NORTHVILLE TOWNSHIP, Mich. – Successfully suing the state and winning doesn’t happen often, but a group of patients and staff from a Northville Township child’s psychiatric hospital just won a $13 million class action lawsuit against the State of Michigan.
The hospital, which has since been shut down, was run by the state and the state decided to run an active shooter drill inside the hospital. Staff and employees were not told it was a drill. They thought it was real and they were traumatized.
A former hospital employee a mental health worker is sharing not only what she went through that day, but how that day has impacted her now 14 months later and reveals what the settlement means for everyone involved.
Naquana Jones, who worked as a mental health worker at the Hawthorn Center in Northville Township, said she heard the announcement that there were two intruders in the building. She said she could hear the fear in the voice of the announcement
“They sounded really afraid, it sounded serious,” Jones recalled. “And so my first thought was, ‘Oh, my God, how am I gonna get out of here?’ So I immediately close my office door.”
She called her supervisor, who did not answer, so she sent a text and asked if it was a drill. Her supervisor replied that she did not know, so Jones barricaded the door to her office with furniture before freezing.
“I just kind of sat there,” Jones recalled. “I was very much afraid, because, to be honest, I went into freeze mode because I wasn’t sure what to do.”
Other employees, also under the impression their lives were in danger, started calling 911. Law enforcement from four agencies arrived at the facility with their guns drawn because they also did not know it was a drill.
Jones, a mother of four, considered breaking a window and jumping to freedom in an effort to escape the two nonexistent people she was told were armed with semi-automatic rifles.
State supervisors knew the situation was an active shooter drill, but the staff and patients inside the psychiatric children’s hospital had no idea. They said they were traumatized and have been ever since.
“It was terrifying, actually,” Jones said. “Being in a space of pushing stuff up against the door, and just laying there not being able to do anything, it was just so many negative thoughts running through my head that I just panicked, really, really bad. And I started crying.”
Finally, the mental health workers were told it was a drill, but Jones said she wasn’t so sure.
“I’m scared to even go out the door,” she recalled. “I didn’t even open my door. So the way that my office was set up, it was called South Wing, I was able to look out the window and I saw all of these police cars. [Expletive] drew all these police cars out here. I actually saw one policeman take off his suit jacket and put on a bulletproof vest.”
She recalled seeing the hospital’s maintenance man in handcuffs on the ground.

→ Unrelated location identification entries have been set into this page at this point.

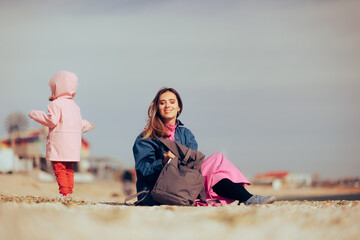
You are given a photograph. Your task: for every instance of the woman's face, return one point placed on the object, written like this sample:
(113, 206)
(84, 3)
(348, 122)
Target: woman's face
(168, 107)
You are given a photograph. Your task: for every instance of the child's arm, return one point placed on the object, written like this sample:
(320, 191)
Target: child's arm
(86, 126)
(50, 120)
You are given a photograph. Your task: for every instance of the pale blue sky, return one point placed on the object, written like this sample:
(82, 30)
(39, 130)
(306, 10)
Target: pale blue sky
(274, 85)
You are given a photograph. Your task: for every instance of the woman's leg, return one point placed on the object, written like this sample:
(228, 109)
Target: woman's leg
(59, 170)
(228, 189)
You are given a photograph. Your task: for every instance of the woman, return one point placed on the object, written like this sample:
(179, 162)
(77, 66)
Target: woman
(223, 181)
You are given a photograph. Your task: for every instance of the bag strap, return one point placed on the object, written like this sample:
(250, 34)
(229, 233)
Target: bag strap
(187, 155)
(134, 196)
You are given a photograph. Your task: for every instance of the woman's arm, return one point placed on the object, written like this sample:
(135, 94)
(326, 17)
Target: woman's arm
(146, 161)
(49, 120)
(190, 140)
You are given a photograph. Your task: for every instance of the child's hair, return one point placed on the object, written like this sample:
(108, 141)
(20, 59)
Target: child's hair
(155, 126)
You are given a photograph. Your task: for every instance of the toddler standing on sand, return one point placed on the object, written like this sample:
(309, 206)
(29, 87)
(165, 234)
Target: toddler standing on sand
(65, 127)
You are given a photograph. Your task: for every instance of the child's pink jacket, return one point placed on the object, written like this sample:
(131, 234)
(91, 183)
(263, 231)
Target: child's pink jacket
(64, 120)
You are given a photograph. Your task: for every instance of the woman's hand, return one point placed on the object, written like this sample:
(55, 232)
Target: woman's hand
(167, 156)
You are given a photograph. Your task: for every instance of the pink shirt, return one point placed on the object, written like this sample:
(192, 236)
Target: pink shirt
(171, 131)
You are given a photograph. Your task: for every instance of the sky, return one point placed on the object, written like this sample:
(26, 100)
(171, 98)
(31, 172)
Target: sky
(273, 85)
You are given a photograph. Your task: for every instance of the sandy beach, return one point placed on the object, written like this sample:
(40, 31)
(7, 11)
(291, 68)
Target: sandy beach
(28, 211)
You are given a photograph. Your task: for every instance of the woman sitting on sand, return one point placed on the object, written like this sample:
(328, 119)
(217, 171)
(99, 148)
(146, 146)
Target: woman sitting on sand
(223, 181)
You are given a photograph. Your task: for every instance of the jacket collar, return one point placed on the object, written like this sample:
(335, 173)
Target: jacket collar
(179, 123)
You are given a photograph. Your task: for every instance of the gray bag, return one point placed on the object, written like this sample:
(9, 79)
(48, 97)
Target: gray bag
(180, 181)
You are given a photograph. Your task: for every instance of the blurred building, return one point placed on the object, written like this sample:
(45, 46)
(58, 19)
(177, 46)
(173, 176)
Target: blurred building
(279, 179)
(28, 152)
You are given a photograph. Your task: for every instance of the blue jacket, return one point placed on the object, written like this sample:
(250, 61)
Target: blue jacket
(149, 153)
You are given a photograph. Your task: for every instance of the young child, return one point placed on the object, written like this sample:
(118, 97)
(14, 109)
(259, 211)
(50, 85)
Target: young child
(65, 127)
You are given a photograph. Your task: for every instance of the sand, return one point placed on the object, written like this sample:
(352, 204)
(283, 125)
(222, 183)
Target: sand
(28, 211)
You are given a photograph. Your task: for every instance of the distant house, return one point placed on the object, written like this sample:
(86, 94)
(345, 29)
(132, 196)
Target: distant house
(279, 178)
(28, 152)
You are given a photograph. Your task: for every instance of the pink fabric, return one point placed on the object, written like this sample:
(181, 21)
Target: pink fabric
(215, 168)
(171, 131)
(63, 119)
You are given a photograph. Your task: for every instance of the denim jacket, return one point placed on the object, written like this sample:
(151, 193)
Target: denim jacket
(149, 153)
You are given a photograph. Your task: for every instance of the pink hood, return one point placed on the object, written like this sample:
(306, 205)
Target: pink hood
(64, 83)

“He’s a Black guy. They’re telling us ‘This is a drill,’ and you want to believe it, but worst case scenario, this man could have lost his life,” Jones said. “And nobody considered that. It was just horrific.”
Jones said the state handled things terribly and she doesn’t believe they have taken full accountability.
“As far as us working in a setting where children are already living and reliving trauma, it definitely was not completely thought out to the point of thinking about the mental space and how it would impact the people that we serve,” Jones said. “We’re already working in a place with this sensitivity. And you go and do something like this and not expect it to bother people a little bit?”
She recalled how unfair the situation felt because while everyone was terrified, the adults and staff had more autonomy than the children they served.
“With them, it was a sort of imprisonment to me, and I felt with the settlement, it is helpful for them with having some type of compensation and a little bit of an apology, but not a full accountability,” she said.
Since the incident, Hawthorne Center has been shut down. Jones left the job, but she still has concerns about working in an office setting.
“I didn’t like being in there with the office door closed,” Jones said. “I ended up paying for mental health services out of pocket. And I took a leave -- like I took a few weeks here and there because I just did not I didn’t feel comfortable in there. I had this very deep mistrust for every person and leadership there.”
Jones still works for the state, but in a different capacity, spending more time in the field.
“I feel more comfortable because I feel like I have an escape,” Jones said. “I don’t completely feel comfortable with working for the state if I have to commit to staying within an office space.”
Jones is among the 110 Hawthorn Center employees who will receive part of the $13 million settlement.
The settlement money won’t be handed out as a check; instead, a legal team will monitor its dispersal to assist the children with their medical bills.